Different forms of media are highly accessible to Filipino youth. TV viewing is very high among young people—they can spend up to 14 hours daily in watching TV shows. The Internet is being used more in urban areas and by students. Unfortunately, only about 6% of young people are using the Internet and most of them are found in the urban areas. This creates a kind of technological divide among the youth. In 2002, only about one in every five youth used Internet for various reasons. In the Metro Manila area, 15% of youth use the Internet. Notably, around 55% of young people have been exposed to pornographic materials through the media they have been exposed to (Ogena and Berja, 2003).
From a general discussion of the situation of Filipino youth, we now move into the Internet and the characteristics of young people that can be gleaned from their usage of the Internet. According to Toral (2007) of digitalfilipino.com, there are three main reasons why young Filipinos (25 years old and below) are using the Internet: research, social networking and gaming.
Research is still the number one reason for surfing the Web.
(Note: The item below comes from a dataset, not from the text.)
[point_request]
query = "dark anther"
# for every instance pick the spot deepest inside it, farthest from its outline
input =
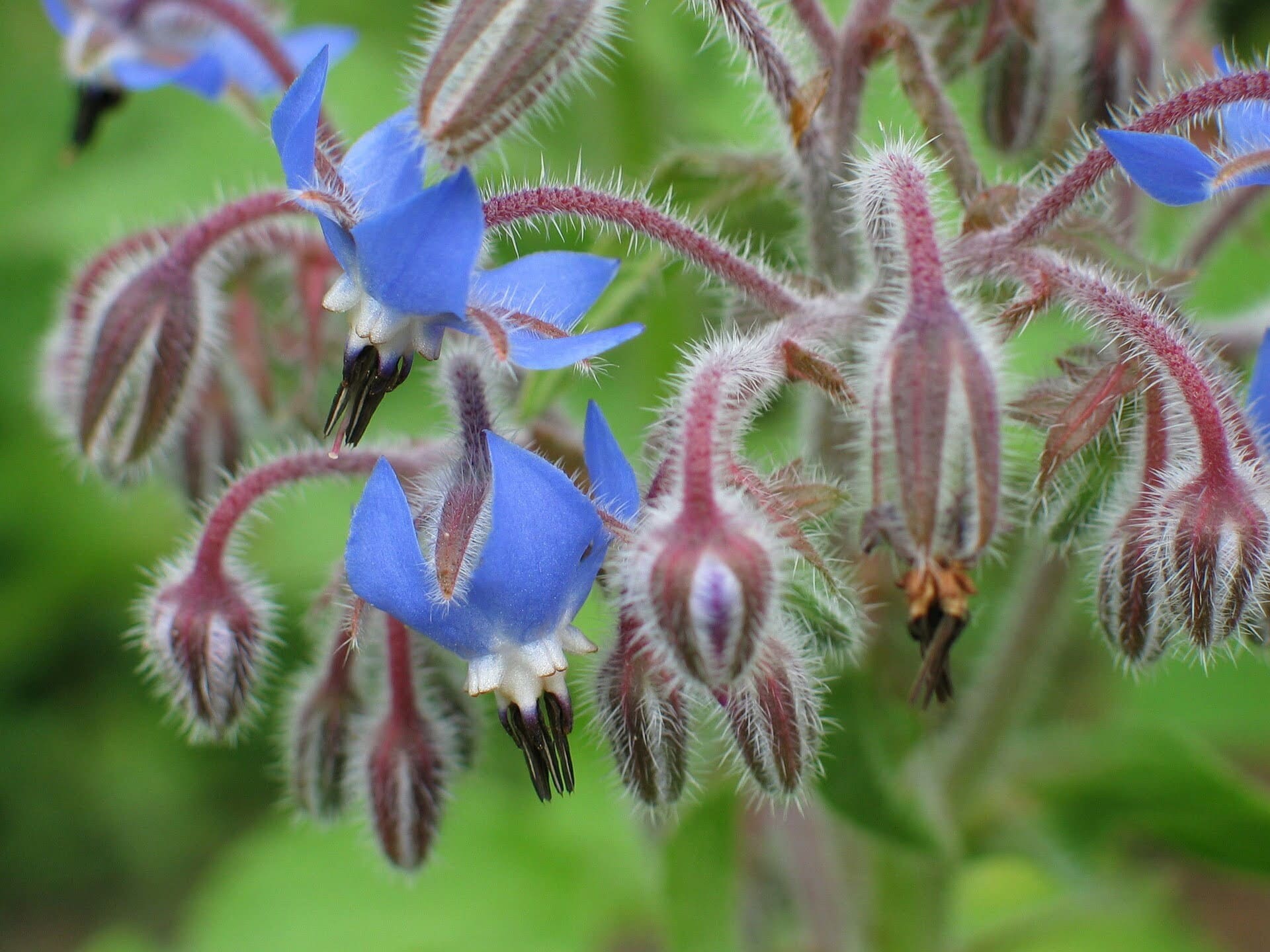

This is followed closely by social networking and gaming. Although a number of the respondents already have computers and internet access at home, 57% of them still prefer to go to Internet cafes. On the average, a Filipino youth spends P350 per month for Internet access. Seventy-five (75) percent of the respondents of the study are online gamers. Depending on the extent of their addiction to online gaming, they may spend anywhere between 2 to 12 hours a day in an internet café just playing video games. But the average number of hours spent is 12 hours per week (Toral, 2007).
Popular Websites among Filipino Youth
Among the respondents in Toral’s study, Friendster is considered s the most popular. Friendster is one of the most effective social networking sites. Young people can easily meet online friends, share photos, music, and they can even publish their thoughts though the Friendster blog. Friendster integrates email, photos, and even chat. Even the youngest among young people are using friendster as a social networking site.
Yahoo messenger follows Friendster in terms of popularity. We still have teenagers spending hours on the landline phone, but chatting via Yahoo Messenger is now more popular. YahooMail is on the third spot in the honor roll of most popular websites, followed by Google, which is a very useful research website. Also worth mentioning are YouTube, a video-streaming website; Wikipedia, an online editable encyclopedia, and MSN messenger, which is another chat provider.